Depuis la signature des accords de Washington, le Sud-Kivu est pris dans une tempête de violence. Les bombardements transfrontaliers et les avancées du M23 transforment les villages en refuges de poussière et de larmes, mettant à l’épreuve la résistance des FARDC et la fragile promesse de paix.

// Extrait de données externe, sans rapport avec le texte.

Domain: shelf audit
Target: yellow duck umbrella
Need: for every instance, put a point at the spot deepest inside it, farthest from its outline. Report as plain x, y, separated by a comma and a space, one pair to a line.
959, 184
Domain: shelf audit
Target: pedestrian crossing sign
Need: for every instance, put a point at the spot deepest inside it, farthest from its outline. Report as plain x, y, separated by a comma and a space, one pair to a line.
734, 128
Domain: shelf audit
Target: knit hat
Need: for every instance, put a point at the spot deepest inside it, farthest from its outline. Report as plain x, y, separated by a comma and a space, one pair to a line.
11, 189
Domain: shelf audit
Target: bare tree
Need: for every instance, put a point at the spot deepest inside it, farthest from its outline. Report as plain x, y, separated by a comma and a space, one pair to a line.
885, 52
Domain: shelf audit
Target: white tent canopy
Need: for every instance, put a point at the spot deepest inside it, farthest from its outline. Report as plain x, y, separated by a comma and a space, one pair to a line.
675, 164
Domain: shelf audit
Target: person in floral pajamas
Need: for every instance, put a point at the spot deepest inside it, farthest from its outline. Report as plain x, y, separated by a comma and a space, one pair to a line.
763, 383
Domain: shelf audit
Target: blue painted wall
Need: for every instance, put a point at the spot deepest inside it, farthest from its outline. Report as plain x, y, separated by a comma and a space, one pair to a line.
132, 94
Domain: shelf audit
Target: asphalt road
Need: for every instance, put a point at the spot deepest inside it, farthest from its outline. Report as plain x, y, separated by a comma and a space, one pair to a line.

Quand le ciel pleure le feu
Depuis jeudi dernier, le ciel du Sud-Kivu s’est chargé d’ombres et de flammes. Là où les rivières murmurent d’ordinaire aux collines, l’artillerie gronde et le vent porte les cris des villages frappés par des obus. Kamanyola, Uvira, Luvungi… des noms de lieux qui deviennent des refuges de poussière et de larmes, tandis que les habitants fuient, emportant dans leurs sacs ce qui reste de leurs vies.
Les accords de Washington, signés à grand bruit sous le regard du monde, semblent aujourd’hui flotter au-dessus du terrain comme une voile fragile dans la tempête. Les mots diplomatiques, beaux sur le papier, n’arrêtent ni les canons ni la marche des rebelles M23, qui avancent avec la précision d’un vent glacé, consolidant leurs positions et défiant toute tentative de paix concrète.
La résistance dans la tempête
Les FARDC, gardiennes de la souveraineté congolaise, tentent de protéger la population. Mais dans cette plaine où chaque maison brûlée devient un témoin silencieux, chaque civière un radeau sur un torrent de violence, la tâche est immense. Selon le général Sylvain Ekenge, porte-parole des FARDC, ces bombardements constituent des « crimes odieux », et l’armée reste déterminée à défendre la population, coûte que coûte.
Luvungi est tombée entre les mains des rebelles après des jours de combats acharnés, et les civils se sont réfugiés à Sange, formant de longues files humaines semblables à des rivières fuyant la fureur des vents de guerre. Dans ce théâtre de feu et de cendres, le défi pour Kinshasa est double : protéger ses habitants et garder vivante l’espoir fragile d’un cessez-le-feu qui ne tient que par la force de la volonté, et non par celle des armes.
Les cicatrices laissées par la tempête
Les villages de la plaine de la Ruzizi portent désormais les cicatrices des actions du M23, soutenu par Kigali. Des écoles réduites en ruines, des centres de santé effondrés, des maisons transformées en poussière, et des milliers de familles déplacées racontent l’ampleur du désastre. Chaque explosion, chaque avancée rebelle, est une fracture dans le tissu social et économique de la région.
Au-delà des pertes matérielles, c’est la peur qui s’installe, l’insécurité qui s’épanouit et la mémoire des habitants qui se teinte de douleur. Ces destructions, ces déplacements et ces vies brisées sont autant de rappels que la paix n’est jamais acquise et que la volonté de certains acteurs de saboter les accords internationaux laisse derrière elle un sillage de souffrance humaine.
Dans cette plaine où le ciel pleure le feu et où la terre tremble sous le fracas des hommes, chaque souffle de résistance, chaque sourire retrouvé dans un camp de réfugiés, devient un éclat d’aube fragile, un murmure ténu de paix que l’on espère voir un jour se lever sur toute la région.